Thanks to CPB president Curt Hopkins for his persistence on this story.


  • Monir

    How is Sohrab Kaboli who is supposed to somehow have access to the BBC newsroom manage to log in, crack the code, and maintain an account on a BBC computer?

    I suppose since he is a ‘computer expert’ and the BBC has seen too many movies where teenagers hack into computer networks by guessing the correct password on the first try, then viola, it must be that Mr. Kaboli has cracked the network and is sending himself threatening email from the BBC newsroom.

    Tax dollars at work at a dumbed down BBC.

  • Jeremy

    So, the BBC theory is that Mr. Kabuli came into the office and posted the messages his own blog in order to implicate a BBC employee working in that office in a scandal as revenge for some unspecificed something that occurred when Mr. Kabuli and an unnamed BBC-Kabul office employee previously worked together.

    A correct and true analysis of this situation, or most any other type of situation, would 99.9% of the time be more parsimonious. There are far too many caveats in this explanation of events for it to be plausible. Couple this convuluted and therefore suspect analysis by the BBC with the fact that liberal media organizations, of which the BBC is one (along with Reuters, France2, The Guardian, etc…), have an affinity for murdering jihadis and I think we have plenty of reason to keep at the BBC for answers.

  • theo

    Move over Baathist Broadcasting Corp! Bolshevik Broadcasting Corp is also sooooo out… hello Blogger-threatening Broadcasting Corp :)

  • I’m not seeing a thorough examination of the hard drive in question. Even with the history erased, it can be restored and examined if done fairly soon (deteriorates over time as disk space is re-used). They should pull the hard drive and turn it over to someone with forensic experience, if they want to represent their actions as an investigation.

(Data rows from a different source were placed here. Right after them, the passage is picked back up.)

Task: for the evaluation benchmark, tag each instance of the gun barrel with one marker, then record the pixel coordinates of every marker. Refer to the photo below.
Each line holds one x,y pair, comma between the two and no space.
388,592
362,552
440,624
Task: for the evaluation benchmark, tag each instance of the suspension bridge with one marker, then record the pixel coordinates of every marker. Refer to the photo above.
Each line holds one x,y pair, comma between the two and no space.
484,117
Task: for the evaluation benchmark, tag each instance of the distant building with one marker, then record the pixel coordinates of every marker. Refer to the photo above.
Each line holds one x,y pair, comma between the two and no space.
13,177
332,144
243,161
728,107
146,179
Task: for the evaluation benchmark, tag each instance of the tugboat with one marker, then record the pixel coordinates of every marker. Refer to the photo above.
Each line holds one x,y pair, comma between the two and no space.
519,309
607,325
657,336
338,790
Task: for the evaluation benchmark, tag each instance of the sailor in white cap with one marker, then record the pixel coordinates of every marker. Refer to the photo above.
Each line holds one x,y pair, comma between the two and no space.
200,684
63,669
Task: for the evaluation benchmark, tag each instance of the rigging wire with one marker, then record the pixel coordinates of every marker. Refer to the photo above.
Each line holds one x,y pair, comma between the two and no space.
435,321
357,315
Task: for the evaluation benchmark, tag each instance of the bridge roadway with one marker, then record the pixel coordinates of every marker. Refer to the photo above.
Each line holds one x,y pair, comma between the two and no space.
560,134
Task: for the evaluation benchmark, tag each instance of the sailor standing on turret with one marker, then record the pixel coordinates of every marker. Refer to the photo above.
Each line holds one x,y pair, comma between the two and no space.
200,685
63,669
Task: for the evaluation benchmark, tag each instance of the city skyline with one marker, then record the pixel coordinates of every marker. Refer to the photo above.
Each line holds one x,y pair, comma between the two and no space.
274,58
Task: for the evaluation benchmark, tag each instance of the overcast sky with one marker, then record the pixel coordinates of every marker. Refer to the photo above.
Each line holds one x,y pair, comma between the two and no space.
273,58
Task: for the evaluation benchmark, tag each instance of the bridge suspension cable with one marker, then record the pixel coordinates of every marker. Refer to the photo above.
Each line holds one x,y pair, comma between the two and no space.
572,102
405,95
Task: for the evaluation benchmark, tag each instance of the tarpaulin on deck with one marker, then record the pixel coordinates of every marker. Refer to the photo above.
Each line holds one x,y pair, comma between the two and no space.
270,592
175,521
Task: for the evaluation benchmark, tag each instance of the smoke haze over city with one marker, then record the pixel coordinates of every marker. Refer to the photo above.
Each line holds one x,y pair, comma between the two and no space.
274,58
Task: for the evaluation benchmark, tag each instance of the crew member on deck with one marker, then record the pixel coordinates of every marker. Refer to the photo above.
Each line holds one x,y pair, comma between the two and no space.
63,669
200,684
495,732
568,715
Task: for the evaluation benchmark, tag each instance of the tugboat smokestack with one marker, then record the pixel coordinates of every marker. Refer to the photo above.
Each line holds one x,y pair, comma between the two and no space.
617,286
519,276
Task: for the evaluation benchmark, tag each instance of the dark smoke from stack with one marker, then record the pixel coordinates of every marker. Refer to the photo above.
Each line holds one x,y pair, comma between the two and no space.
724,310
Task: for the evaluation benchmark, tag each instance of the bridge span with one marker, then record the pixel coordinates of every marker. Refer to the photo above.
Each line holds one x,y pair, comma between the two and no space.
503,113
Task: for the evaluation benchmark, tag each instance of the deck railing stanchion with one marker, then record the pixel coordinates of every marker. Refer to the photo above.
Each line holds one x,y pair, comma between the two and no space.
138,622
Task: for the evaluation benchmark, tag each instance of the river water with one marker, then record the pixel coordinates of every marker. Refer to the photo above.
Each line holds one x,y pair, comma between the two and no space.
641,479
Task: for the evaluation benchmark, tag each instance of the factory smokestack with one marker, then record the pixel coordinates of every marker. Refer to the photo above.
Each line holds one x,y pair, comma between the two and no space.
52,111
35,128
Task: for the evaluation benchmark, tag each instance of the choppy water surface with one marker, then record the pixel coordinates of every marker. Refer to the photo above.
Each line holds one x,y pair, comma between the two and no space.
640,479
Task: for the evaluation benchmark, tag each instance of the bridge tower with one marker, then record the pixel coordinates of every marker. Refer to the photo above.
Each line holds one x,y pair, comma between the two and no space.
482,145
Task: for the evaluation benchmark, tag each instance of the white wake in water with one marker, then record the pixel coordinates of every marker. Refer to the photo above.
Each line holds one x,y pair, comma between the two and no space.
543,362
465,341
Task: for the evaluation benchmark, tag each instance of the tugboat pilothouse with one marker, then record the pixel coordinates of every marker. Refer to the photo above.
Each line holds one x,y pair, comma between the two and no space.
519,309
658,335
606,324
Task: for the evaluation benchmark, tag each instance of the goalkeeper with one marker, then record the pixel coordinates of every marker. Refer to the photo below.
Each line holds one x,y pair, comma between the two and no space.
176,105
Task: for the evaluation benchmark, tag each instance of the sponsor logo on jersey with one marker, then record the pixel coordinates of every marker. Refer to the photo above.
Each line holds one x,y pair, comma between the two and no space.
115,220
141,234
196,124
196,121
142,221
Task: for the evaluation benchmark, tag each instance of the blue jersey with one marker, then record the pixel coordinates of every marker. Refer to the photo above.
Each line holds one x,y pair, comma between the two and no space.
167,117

    I’m assuming the BBC’s network or mail servers are not involved, as this PC seems to have a permanent IP address. If I’m wrong about this, and there are server records, they should be intact and dispositive.

  • A

    as an afghan i suggest If BBC really want to solve this problem first of all they should understand the war in Afghanistan and teach their staff, the principle of journalism not fascism ,( the head of BBC in the region an example of a fascist person in the high rank position ) their employee should forget they are belong to one tribe they should learn they work for BBC not for Pashton Broadcasting service .

    I do not understand why BBC become voice of one group ( Pashton) in this particular country? Is the BBC is British broadcasting cooperation or Pashton broadcasting cooperation ? which kind monitoring available for this multi ethnic and so sensitive place as this country war are mostly based on ethnic tension in past and recently?

    I am sure Sohrab kabuli become victim of fascism of some employee of BBC which is using BBC equipment for their own agenda and now they issuing death treat to a Bolger !!!

    We should not be surprised if we heard declaration of war of Pashton Taliban and osma bin ladin against others from BBC world service, sound this service totally owned by Taliban now .

  • george bedula

    global voices indeed! all that chit chat an nobody’s
    seein the man in the big hat. osama is coolin his
    heels at brit media central, right there in kabul,
    where he’s been all along, checkin the feeds, monitoring his poppy shipments to china, keepin
    in touch with friends and family, thinkin about a
    lil vacation to africa, maybe malaysia, and nobody
    notices til an afghan brother loyal to the U.S. agenda
    points him out. BBC goes into major denial as directed
    by tony blair, acting under orders from george w.

    conspiracy, what conspiracy? oil don’t mean nothin.
    water’s where the money is, and there’s a whole lot
    of it way down deep below the sands. earth is asking
    for it, screaming to get raped again. who’s on first??